While graph-based Android malware classifiers achieve over 94% accuracy on standard benchmarks, they exhibit a significant generalization gap under distribution shift, suffering up to 45% performance degradation when encountering unseen malware variants from known families. This work systematically investigates this critical yet overlooked challenge for real-world deployment by introducing a benchmarking suite designed to simulate two prevalent scenarios: MalNet-Tiny-Common for covariate shift, and MalNet-Tiny-Distinct for domain shift. Furthermore, we identify an inherent limitation in existing benchmarks where the inputs are structure-only function call graphs, which fails to capture the latent semantic patterns necessary for robust generalization. To verify this, we construct a semantic enrichment framework that augments the original topology with function-level attributes, including lightweight metadata and LLM-based code embeddings. By providing this expanded feature set, we aim to equip future research with richer behavioral information to facilitate the development of more sophisticated detection techniques. Empirical evaluations confirm the effectiveness of our data-centric methodology, with which classification performs better under distribution shift compared to model-based approaches, and consistently further enhances robustness when used in conjunction. We release our precomputed datasets, along with an extensible implementation of our comprehensive pipeline, to lay the groundwork for building resilient malware detection systems for evolving threat environments.

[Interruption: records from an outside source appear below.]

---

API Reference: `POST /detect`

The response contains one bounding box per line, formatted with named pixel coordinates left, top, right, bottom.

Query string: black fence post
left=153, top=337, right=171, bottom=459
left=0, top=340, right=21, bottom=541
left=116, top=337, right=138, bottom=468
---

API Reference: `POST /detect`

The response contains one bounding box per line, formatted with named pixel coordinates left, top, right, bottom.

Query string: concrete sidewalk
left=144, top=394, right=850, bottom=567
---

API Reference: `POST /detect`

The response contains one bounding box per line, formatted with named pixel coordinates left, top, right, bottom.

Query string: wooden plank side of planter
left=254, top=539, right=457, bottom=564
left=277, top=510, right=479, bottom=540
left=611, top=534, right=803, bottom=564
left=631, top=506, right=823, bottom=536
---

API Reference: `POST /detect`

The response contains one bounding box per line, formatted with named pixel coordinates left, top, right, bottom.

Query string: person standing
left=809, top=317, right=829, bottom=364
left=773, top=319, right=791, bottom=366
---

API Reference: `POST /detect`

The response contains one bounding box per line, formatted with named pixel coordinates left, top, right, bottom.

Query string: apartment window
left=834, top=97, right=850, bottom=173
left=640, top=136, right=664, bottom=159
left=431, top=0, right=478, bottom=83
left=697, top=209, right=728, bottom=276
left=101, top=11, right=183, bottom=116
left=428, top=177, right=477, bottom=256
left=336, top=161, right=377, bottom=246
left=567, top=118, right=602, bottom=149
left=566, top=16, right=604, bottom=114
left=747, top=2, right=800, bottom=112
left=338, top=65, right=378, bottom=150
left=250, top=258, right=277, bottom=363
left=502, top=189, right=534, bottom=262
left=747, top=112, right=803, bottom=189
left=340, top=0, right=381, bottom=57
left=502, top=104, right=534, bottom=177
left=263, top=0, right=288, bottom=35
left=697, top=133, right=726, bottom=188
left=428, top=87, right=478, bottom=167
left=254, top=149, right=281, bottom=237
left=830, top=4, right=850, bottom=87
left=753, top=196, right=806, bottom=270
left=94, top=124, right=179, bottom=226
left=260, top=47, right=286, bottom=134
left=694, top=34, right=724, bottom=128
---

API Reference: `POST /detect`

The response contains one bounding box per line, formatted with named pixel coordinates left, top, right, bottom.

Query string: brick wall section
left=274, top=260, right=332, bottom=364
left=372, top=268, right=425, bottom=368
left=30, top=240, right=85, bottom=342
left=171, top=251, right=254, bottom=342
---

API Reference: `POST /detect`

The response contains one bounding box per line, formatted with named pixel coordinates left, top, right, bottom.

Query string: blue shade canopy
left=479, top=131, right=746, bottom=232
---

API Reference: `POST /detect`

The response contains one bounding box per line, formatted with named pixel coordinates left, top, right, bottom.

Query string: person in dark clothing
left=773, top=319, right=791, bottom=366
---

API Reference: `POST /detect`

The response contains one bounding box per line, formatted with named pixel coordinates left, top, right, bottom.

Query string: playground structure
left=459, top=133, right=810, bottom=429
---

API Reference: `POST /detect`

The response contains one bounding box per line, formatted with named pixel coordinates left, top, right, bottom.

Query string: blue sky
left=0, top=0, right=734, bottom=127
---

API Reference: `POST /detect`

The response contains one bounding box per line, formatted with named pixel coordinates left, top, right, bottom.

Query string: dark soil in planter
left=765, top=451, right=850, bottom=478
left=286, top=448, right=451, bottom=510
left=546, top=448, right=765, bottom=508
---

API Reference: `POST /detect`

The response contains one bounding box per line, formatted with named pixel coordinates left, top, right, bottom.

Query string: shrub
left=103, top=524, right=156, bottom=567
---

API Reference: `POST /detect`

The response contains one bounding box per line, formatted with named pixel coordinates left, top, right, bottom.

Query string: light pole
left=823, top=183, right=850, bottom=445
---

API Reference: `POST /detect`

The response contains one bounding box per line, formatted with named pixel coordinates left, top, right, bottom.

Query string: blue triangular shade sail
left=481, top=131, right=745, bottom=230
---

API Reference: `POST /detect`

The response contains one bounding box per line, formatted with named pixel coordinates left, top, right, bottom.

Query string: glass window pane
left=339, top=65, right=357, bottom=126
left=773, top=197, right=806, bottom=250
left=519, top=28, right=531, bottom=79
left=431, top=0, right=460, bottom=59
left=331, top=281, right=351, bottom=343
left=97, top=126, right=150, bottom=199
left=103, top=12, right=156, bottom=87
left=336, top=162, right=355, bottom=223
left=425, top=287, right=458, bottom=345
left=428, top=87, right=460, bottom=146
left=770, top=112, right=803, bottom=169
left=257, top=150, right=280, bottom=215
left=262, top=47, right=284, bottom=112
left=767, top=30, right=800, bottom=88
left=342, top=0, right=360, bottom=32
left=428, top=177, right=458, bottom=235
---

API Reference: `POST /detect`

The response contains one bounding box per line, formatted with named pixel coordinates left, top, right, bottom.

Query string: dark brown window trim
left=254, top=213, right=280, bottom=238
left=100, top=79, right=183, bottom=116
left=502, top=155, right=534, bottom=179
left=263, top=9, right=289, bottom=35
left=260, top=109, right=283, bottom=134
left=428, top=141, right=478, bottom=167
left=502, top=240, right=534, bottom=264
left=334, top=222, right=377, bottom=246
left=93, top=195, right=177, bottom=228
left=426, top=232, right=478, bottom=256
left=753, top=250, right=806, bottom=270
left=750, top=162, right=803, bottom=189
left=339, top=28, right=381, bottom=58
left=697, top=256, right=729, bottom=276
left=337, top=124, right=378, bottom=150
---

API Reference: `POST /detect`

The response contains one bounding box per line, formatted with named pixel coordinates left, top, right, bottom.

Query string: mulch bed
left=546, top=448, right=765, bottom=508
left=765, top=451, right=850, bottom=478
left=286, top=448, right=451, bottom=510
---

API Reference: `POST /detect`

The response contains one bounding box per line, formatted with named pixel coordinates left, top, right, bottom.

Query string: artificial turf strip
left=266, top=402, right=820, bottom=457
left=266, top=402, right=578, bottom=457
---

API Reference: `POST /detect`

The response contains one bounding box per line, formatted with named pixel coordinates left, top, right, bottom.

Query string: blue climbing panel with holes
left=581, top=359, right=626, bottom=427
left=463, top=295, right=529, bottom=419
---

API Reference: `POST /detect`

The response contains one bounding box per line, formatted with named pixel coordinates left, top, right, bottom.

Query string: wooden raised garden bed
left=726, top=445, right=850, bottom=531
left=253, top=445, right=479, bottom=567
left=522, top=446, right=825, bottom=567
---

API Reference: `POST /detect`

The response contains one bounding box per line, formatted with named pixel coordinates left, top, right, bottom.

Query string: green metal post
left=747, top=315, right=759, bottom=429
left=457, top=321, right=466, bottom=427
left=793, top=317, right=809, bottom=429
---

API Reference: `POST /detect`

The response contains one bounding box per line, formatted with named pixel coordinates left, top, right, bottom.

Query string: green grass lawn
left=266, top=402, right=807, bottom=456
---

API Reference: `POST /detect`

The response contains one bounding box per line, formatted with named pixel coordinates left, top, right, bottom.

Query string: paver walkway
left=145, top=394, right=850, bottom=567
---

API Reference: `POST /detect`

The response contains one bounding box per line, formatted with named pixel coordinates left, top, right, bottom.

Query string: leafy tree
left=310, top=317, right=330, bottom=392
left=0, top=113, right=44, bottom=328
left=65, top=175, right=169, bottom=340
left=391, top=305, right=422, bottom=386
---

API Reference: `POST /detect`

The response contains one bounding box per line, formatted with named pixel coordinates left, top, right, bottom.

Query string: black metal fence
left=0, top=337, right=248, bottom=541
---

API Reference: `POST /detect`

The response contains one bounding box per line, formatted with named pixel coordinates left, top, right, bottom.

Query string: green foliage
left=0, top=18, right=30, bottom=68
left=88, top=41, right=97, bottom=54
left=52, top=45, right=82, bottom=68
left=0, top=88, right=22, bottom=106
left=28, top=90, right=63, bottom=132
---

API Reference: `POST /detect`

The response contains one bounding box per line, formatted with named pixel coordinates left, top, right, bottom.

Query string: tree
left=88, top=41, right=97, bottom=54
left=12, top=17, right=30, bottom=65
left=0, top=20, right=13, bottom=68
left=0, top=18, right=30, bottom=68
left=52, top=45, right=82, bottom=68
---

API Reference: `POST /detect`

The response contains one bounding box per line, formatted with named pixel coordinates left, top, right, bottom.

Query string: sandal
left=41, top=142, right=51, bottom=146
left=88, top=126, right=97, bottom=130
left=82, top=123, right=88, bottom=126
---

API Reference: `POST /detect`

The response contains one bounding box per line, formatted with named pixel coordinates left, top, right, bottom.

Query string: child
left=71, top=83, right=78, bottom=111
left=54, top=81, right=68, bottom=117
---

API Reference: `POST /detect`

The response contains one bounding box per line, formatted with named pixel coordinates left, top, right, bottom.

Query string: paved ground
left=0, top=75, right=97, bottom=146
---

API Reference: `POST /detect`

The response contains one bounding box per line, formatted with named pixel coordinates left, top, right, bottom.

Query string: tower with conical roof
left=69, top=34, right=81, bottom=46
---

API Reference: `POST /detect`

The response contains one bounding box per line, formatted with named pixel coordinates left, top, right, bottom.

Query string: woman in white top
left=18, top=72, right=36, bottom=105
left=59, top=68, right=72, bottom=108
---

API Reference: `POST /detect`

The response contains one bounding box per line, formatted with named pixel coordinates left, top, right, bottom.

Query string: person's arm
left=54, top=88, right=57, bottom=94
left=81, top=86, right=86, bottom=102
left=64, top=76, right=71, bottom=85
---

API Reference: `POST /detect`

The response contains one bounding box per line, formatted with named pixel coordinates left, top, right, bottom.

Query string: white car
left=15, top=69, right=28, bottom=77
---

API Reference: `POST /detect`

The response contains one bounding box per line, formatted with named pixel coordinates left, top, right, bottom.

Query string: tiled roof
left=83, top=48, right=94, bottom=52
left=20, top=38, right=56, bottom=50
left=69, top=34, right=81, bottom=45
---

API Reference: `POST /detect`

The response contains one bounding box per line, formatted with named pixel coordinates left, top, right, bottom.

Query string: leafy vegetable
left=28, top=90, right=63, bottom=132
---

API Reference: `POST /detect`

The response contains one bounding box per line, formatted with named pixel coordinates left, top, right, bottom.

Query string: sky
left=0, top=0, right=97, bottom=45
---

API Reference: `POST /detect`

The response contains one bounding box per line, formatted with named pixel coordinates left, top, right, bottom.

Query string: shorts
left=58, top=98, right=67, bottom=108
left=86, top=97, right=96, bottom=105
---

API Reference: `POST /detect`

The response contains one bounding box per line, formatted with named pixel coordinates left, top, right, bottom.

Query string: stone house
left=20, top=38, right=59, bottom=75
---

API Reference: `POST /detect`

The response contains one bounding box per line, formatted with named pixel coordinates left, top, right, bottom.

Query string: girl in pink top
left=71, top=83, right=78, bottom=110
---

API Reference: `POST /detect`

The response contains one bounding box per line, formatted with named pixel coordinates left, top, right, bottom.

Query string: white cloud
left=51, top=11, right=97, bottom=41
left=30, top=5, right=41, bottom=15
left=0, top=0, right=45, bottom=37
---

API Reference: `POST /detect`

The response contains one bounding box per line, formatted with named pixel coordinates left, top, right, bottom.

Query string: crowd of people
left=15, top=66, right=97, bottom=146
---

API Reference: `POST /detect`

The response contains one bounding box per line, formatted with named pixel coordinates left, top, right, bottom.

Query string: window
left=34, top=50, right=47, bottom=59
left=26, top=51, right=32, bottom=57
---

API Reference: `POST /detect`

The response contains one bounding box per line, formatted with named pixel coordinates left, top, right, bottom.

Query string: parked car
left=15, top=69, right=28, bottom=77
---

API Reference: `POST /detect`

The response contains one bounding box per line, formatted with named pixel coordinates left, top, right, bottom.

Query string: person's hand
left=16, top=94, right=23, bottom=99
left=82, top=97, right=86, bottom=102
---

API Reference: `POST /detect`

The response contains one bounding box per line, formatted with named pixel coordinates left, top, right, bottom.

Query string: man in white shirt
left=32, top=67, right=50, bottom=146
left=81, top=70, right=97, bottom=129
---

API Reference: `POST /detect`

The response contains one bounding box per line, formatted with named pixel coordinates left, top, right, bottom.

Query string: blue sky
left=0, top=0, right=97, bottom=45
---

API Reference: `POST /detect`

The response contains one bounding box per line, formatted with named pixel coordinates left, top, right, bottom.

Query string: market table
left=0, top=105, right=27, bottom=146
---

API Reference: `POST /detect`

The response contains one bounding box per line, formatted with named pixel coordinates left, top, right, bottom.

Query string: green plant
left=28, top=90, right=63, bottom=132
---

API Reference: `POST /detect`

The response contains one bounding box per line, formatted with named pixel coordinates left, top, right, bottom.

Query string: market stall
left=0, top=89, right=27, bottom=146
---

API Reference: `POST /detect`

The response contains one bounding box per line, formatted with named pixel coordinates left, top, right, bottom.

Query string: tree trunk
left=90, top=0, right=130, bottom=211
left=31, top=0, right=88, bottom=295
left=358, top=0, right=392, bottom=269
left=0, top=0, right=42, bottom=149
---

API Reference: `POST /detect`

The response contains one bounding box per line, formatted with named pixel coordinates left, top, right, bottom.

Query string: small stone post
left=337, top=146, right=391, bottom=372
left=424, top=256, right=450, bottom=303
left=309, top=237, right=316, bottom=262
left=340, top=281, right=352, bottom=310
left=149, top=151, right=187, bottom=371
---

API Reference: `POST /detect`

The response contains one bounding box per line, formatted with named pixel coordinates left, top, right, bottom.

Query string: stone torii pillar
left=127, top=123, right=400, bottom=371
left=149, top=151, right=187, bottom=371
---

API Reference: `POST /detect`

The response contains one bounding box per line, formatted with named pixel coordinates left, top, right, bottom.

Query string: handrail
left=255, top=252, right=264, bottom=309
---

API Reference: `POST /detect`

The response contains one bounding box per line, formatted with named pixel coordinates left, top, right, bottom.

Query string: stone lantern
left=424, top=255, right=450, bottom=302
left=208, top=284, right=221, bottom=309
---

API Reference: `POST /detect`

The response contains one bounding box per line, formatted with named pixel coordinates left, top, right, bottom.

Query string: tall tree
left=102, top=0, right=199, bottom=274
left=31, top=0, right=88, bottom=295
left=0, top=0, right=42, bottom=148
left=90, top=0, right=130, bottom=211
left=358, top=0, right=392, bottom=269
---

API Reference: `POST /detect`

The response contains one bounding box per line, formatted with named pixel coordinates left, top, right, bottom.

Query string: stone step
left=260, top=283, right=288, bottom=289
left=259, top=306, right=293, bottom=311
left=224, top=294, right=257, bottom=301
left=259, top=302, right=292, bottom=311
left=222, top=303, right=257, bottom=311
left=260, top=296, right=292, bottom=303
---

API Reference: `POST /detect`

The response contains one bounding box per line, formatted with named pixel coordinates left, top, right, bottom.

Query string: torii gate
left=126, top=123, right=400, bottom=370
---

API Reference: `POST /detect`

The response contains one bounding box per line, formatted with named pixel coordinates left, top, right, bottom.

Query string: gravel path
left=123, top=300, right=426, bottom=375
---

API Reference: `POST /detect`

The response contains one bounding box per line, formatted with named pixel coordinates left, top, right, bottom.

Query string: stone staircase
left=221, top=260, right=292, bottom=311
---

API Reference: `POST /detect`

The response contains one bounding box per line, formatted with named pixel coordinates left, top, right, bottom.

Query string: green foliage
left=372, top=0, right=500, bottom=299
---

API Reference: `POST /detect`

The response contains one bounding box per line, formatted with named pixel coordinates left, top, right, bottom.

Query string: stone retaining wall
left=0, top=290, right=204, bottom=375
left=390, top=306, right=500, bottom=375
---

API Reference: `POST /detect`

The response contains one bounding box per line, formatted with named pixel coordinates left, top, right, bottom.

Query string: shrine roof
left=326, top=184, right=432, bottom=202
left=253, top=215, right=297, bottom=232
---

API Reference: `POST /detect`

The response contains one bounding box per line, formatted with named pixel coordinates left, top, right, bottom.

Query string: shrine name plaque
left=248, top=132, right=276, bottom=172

翻译：尽管基于图的安卓恶意软件分类器在标准基准测试中达到了超过94%的准确率，但在分布偏移下它们表现出显著的泛化差距，当遇到已知家族中未见过的恶意软件变体时，性能下降高达45%。本研究通过引入一个旨在模拟两种常见场景的基准测试套件，系统性地探讨了这一对实际部署至关重要却长期被忽视的挑战：用于协变量偏移的MalNet-Tiny-Common，以及用于领域偏移的MalNet-Tiny-Distinct。此外，我们指出了现有基准测试中存在的一个固有局限，即其输入仅为结构化的函数调用图，这无法捕捉到实现稳健泛化所必需的潜在语义模式。为验证这一点，我们构建了一个语义增强框架，该框架通过函数级属性（包括轻量级元数据和基于LLM的代码嵌入）来增强原始拓扑结构。通过提供这一扩展的特征集，我们旨在为未来研究提供更丰富的行为信息，以促进更复杂检测技术的发展。实证评估证实了我们以数据为中心的方法的有效性：与基于模型的方法相比，使用该方法在分布偏移下的分类性能更优，并且当结合使用时能持续进一步增强鲁棒性。我们发布了预计算的数据集，以及我们完整流程的可扩展实现，旨在为构建适应不断演变的威胁环境的弹性恶意软件检测系统奠定基础。